Being a vegetarian, it pains me that this new life includes meat-eating (Genesis 9:3), God having created all creatures as vegans in Genesis 1. This new beginning includes within it new predations, exploitations - as they all do, even (especially?) the Biblical ones. Acknowledging that is key to honouring our place, our privileges and duties within the whole. And God provides ritual to moderate the (inter)dependencies (Genesis 9:4-6). It’s potent stuff, directly linked to “my” verse: if sun+rain=rainbow, God’s “indifference” over who gets warm/wet becomes a global promise to Creation itself, and a demand for us to do better.

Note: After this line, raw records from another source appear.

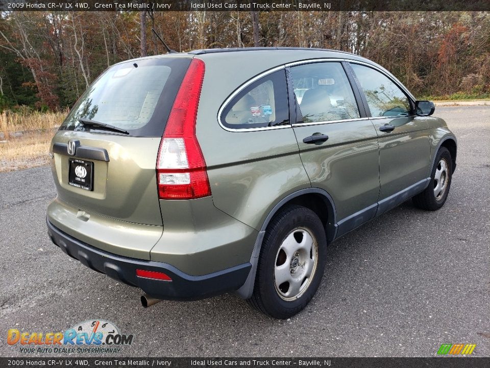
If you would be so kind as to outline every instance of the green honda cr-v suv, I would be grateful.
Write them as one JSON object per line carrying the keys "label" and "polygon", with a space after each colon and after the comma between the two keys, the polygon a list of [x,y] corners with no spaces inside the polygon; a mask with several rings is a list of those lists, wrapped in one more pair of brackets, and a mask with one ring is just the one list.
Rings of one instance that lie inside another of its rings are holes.
{"label": "green honda cr-v suv", "polygon": [[327,245],[413,197],[446,201],[434,105],[347,53],[197,50],[109,68],[53,140],[53,241],[159,300],[227,292],[287,318]]}

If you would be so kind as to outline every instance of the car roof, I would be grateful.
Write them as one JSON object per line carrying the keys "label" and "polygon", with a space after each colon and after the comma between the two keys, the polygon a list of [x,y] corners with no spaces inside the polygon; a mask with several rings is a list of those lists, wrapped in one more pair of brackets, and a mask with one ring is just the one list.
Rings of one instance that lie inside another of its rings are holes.
{"label": "car roof", "polygon": [[216,53],[238,52],[243,51],[328,51],[341,54],[354,55],[354,54],[347,51],[329,49],[317,49],[315,48],[295,48],[295,47],[247,47],[247,48],[226,48],[223,49],[200,49],[189,51],[187,54],[192,55],[202,55],[203,54],[215,54]]}

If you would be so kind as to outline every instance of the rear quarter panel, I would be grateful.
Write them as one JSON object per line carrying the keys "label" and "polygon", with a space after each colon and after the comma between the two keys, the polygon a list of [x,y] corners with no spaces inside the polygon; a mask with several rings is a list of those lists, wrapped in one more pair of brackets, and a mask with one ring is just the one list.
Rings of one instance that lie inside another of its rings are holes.
{"label": "rear quarter panel", "polygon": [[218,121],[219,107],[237,87],[289,61],[267,57],[267,52],[203,56],[206,73],[196,127],[214,205],[258,230],[282,198],[310,186],[291,128],[229,131]]}

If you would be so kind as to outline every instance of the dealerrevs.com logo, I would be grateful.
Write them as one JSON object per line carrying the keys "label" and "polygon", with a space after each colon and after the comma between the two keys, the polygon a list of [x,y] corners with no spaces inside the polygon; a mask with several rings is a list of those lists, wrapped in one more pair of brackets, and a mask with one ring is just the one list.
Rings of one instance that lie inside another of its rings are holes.
{"label": "dealerrevs.com logo", "polygon": [[119,353],[133,343],[133,335],[121,334],[116,326],[102,319],[87,320],[64,332],[38,332],[11,329],[9,345],[18,346],[24,354]]}
{"label": "dealerrevs.com logo", "polygon": [[470,355],[476,348],[476,344],[443,344],[437,350],[438,355]]}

Carey and I drove from Toronto to Vancouver in January 2020. What I remember most are rainbows, refracted in the ice-dry Saskatchewan sky. The snow curled across the highway like smoke and above, backlit by the winter sun, rainbows, back-to-back, at 90 degrees to the white ground. Mesmerised, I had/have never seen anything like it. As he was driving, it was fortunate Carey had seen it all before.

In his reflection yesterday, Rev. Tony Snow shared that First Nations people understand Lent as aligned to their traditional vision quests. To the Stoney, the East Wind is the Wind of Vision. As we walk the camino, we travel from East to West, literally “walking into the sunset”, an ending, and also a chance for reflection, renewal. East to West means we travel with the East Wind toward the horizon. Who knows what colours we will find there.